KCB is set to cut its dividend payout as it seeks to build cash reserves to back new investments, said an investment bank citing interview with the bank’s management.

The largest lender in Kenya in terms of assets has said it intends to raise the ratio of shareholders’ capital to assets which at 12.4 per cent is below the industry average of 14.5 per cent.

“Management has guided for a lower payout going forward,” said Standard Investment Bank in a research note released after KCB’s first quarter results announced last week.
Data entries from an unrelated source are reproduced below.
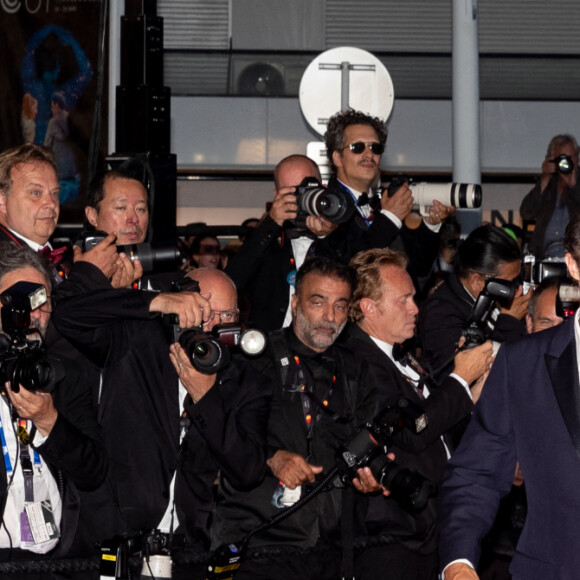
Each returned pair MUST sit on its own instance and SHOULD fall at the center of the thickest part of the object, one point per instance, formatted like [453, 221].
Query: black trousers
[393, 562]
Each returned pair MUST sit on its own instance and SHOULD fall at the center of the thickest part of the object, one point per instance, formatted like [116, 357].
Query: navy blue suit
[529, 412]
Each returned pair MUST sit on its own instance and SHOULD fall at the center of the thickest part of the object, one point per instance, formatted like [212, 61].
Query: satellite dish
[345, 77]
[261, 80]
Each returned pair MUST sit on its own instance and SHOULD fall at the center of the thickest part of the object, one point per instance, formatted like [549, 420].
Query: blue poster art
[48, 86]
[48, 100]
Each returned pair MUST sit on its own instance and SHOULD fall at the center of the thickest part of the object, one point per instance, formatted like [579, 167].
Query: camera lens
[207, 354]
[564, 164]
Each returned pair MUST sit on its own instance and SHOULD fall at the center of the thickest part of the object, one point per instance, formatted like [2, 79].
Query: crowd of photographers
[138, 416]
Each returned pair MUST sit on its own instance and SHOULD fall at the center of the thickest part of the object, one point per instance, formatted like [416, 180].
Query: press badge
[37, 523]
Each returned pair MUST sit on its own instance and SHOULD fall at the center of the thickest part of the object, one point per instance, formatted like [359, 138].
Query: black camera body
[480, 324]
[368, 448]
[334, 204]
[209, 352]
[564, 164]
[24, 361]
[153, 257]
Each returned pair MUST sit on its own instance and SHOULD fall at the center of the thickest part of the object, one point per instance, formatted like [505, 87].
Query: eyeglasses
[209, 250]
[358, 147]
[225, 316]
[47, 306]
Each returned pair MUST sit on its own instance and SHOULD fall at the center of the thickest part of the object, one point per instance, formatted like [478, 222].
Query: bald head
[222, 293]
[293, 169]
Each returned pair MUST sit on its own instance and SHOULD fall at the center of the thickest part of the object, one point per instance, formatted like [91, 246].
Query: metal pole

“Based on our forecasts, at best, we expect KCB’s return on equity to hover around sector average—from our discussions with management, we lack strong conviction on how KCB will improve its margins, and on volume growth, KCB currently has one of the lowest equity to assets ratio,” added the SIB report.

Banks are expected to back every Sh12.50 lent out to borrowers with one shilling of shareholders’ equity. Last year KCB paid out 46.3 per cent of its net profit to shareholders, being Sh1.90 per share compared to Sh1.85 the previous year.